Republican voters are taking President Donald Trump’s side over that of Senate Majority Leader Mitch McConnell in the pair’s latest dustup, a Wednesday poll showed, and that could spell trouble for Republicans seeking to distance themselves from the president after his recent remarks on the violent white supremacist incident in Charlottesville, Virginia, this weekend.
The poll, conducted by Morning Consult, found that 52% of Republican voters said Trump is looking out for Republicans’ best interests, while just 25% said McConnell was. Asked who is more in touch with Republican voters, 60% said Trump while just 16% said McConnell. In terms of who is more trustful, 57% said Trump and 14% said McConnell.
Even on policy itself, 41% said Trump, a political neophyte, is more knowledgeable. For McConnell, 34% of respondents said the Kentucky Republican who has served in the Senate for more than three decades is more knowledgeable than Trump on policy.

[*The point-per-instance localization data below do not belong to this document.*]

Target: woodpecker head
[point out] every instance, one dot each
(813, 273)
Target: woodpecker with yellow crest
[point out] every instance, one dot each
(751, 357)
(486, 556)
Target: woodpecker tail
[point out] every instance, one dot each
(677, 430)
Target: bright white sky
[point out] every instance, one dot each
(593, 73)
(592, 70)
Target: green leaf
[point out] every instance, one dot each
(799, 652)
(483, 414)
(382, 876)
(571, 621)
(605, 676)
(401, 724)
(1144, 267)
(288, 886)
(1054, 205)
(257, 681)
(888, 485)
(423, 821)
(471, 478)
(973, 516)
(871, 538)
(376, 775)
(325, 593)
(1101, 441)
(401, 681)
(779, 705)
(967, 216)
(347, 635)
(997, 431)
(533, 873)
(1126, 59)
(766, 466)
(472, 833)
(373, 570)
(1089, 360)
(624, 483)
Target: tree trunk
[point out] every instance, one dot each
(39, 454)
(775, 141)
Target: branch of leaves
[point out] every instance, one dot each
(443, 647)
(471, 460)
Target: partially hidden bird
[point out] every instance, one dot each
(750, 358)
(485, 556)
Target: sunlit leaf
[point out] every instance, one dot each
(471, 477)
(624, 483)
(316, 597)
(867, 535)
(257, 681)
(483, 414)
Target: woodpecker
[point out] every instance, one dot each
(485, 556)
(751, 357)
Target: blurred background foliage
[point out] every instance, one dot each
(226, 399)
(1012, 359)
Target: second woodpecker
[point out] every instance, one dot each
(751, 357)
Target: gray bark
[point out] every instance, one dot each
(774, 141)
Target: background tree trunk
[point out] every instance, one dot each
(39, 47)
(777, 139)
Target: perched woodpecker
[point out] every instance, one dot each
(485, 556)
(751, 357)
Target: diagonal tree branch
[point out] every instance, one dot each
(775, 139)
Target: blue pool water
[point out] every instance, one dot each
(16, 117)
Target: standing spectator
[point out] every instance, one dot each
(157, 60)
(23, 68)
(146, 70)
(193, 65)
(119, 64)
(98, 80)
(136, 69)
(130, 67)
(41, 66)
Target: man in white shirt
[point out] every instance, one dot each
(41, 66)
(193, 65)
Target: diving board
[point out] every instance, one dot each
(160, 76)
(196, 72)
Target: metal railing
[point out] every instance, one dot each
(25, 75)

Additionally, McConnell saw his own approval rating among Republican voters dip from 39% to 33% in just two weeks. His unfavorable rating rose from 29% to 34%.
“By targeting Mitch McConnell, President Trump has once again demonstrated how much influence he wields within the Republican base,” Kyle Dropp, Morning Consult’s co-founder and chief research officer, said.
Morning Consult asked the questions following a feud last week between Trump and McConnell.
Last Wednesday, McConnell said Trump has “excessive expectations” as to what the GOP Congress can accomplish. That led to Trump blasting McConnell on Twitter.
“Senator Mitch McConnell said I had ‘excessive expectations,’ but I don’t think so,” Trump tweeted last Wednesday. “After 7 years of hearing Repeal & Replace, why not done?”
Trump asked McConnell on Thursday to “get back to work” and pass legislation related to healthcare, tax reform, and infrastructure, adding, “You can do it!”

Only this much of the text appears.